Perché per lui questo era il quadro campione che faceva vedere ai committenti, realizzato nel 1666 all’età di trentaquattr’anni e quindi mai venduto. E nella composizione stessa, dominata dall’esercizio virtuosistico d’una grande tenda che ne determina il primo piano, si ritrovano i percorsi svelati del suo metodo, dove il disegno non precedeva la composizione (di lui si conoscono pochissimi disegni) che avveniva per copia quasi automatica e pedissequa della realtà, come dimostra l’abbozzo che il pittore sta stendendo sul cavalletto. Si dice che forse usasse la camera oscura, quel dispositivo ottico che permetteva di vedere il mondo come in una macchina fotografica. E poi i dettagli: la carta geografica delle 17 province libere d’Olanda incisa da Claes Jansz e presentata nella mostra per spiegare il dipinto assieme ad alcuni film al medesimo ispirati. E ancora lei, la modella vestita da musa Clio, quella della Storia, con la tromba e il libro, ma che potrebbe essere anche un’allegoria di tutte le arti se si guarda alla scultura posata sul tavolo. E sempre in quell’atmosfera morbida della borghesia tollerante e ricca dei Paesi Bassi, dove lui invece non fu ricco affatto, distrutto e indebitato dalla crisi economica conseguente alla guerra inflitta da Luigi XIV nel 1672. Da questa crisi evolve la storia successiva del dipinto.
Vermeer muore giovane, nel 1675. La sua vedova Caterina Bolnes, quella per la quale s’era probabilmente convertito al cattolicesimo, tenta di vendere per pagare i debiti la casa e le opere rimaste nello studio alla comunità cittadina di Delft; vorrebbe tenere almeno il quadro simbolo, ma si trova costretta dell’esecutore testamentario a vendere anche quello. L’arte del dipingere ricompare cent’anni dopo in Austria. Ormai non si sa più chi ne sia l’autore e viene attribuito a De Hooch nell’eredità che arriva al barone van Swieten nel 1803. Passa alla prestigiosa collezione del conte Czernin e viene identificato come capo d’opera di Vermeer dal Bürger nel 1860. Gli eredi del conte se lo disputano e lo pongono in vendita negli anni ’30 del secolo XX per la cifra colossale di un milione di dollari-oro, che dovrebbe pagare il magnate Andrew Mellon, segretario del Tesoro americano.

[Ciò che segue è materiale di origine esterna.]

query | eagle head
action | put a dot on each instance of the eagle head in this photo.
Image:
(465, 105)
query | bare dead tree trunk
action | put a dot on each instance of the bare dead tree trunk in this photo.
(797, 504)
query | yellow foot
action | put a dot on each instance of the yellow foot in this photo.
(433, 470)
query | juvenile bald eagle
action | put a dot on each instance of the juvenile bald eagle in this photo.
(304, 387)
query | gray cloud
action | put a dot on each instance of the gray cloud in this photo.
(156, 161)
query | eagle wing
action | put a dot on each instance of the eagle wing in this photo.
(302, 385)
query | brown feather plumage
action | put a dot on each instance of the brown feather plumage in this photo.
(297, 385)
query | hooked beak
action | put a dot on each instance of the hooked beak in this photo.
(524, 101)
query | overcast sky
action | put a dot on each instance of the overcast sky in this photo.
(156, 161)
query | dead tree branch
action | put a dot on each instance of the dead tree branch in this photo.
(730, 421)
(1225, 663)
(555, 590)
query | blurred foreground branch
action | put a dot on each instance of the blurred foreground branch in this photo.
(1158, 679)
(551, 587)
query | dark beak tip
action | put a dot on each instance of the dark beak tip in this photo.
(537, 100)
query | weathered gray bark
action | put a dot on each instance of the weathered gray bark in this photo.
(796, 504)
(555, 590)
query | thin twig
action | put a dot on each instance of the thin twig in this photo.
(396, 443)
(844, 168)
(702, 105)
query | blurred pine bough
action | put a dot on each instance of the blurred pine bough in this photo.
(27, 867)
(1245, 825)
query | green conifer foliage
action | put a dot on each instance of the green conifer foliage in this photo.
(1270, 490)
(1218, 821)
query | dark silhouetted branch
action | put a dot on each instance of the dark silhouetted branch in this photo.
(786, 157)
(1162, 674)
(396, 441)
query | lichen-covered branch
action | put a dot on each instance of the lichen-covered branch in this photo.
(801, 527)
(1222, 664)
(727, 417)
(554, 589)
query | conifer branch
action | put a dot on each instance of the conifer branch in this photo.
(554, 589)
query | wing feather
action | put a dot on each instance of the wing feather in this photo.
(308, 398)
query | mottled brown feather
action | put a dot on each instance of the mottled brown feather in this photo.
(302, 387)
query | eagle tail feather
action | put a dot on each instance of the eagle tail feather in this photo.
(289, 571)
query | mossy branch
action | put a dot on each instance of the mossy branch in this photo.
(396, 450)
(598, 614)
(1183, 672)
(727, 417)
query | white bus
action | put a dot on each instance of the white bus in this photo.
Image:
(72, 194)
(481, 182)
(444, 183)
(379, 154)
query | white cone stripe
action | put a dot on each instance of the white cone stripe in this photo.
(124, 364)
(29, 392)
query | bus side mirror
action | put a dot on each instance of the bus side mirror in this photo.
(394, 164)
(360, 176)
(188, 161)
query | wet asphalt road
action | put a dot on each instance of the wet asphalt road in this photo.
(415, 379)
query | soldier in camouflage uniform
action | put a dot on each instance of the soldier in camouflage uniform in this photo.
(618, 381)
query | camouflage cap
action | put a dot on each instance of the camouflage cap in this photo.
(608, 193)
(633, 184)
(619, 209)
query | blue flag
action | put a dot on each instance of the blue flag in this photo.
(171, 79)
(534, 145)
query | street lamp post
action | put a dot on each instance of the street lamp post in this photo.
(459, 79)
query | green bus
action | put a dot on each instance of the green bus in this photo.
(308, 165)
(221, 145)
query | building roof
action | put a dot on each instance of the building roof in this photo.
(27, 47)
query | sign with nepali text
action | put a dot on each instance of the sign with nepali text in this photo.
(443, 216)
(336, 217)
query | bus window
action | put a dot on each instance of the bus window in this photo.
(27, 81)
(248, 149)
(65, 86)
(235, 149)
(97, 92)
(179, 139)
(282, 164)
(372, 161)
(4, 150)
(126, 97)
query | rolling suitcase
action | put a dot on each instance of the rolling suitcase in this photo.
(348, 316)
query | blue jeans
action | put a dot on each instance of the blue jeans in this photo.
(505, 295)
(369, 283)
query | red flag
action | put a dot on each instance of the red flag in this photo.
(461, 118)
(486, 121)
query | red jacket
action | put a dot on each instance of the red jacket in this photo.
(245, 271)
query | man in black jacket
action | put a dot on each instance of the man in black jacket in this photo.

Ma la legge di protezione delle arti austriache lo impedisce. Siamo nel 1937. L’anno dopo l’Austria viene annessa alla Germania nazista e il terribile Adolfo, l’imbianchino che si dilettava di pittura, lo soffia via per soli 660.000 dollari, pari a 1.600.000 marchi, a Göring, il gerarca criminale di buona famiglia, che aveva offerto 200.000 marchi in più. Era quello il privilegio del Führer, che stava costituendo il suo museo nella città natale di Linz. Il quadro viene salvato nel 1945, nascosto in una miniera di sale, e affidato ai musei di Vienna. Oggi gli eredi del conte reclamano la restituzione per vendita coatta a prezzo vile. Quanti orizzonti può aprire il racconto d’un quadro solo. Ben meglio che passeggiare distratti nelle sale fra centinaia di opere mute.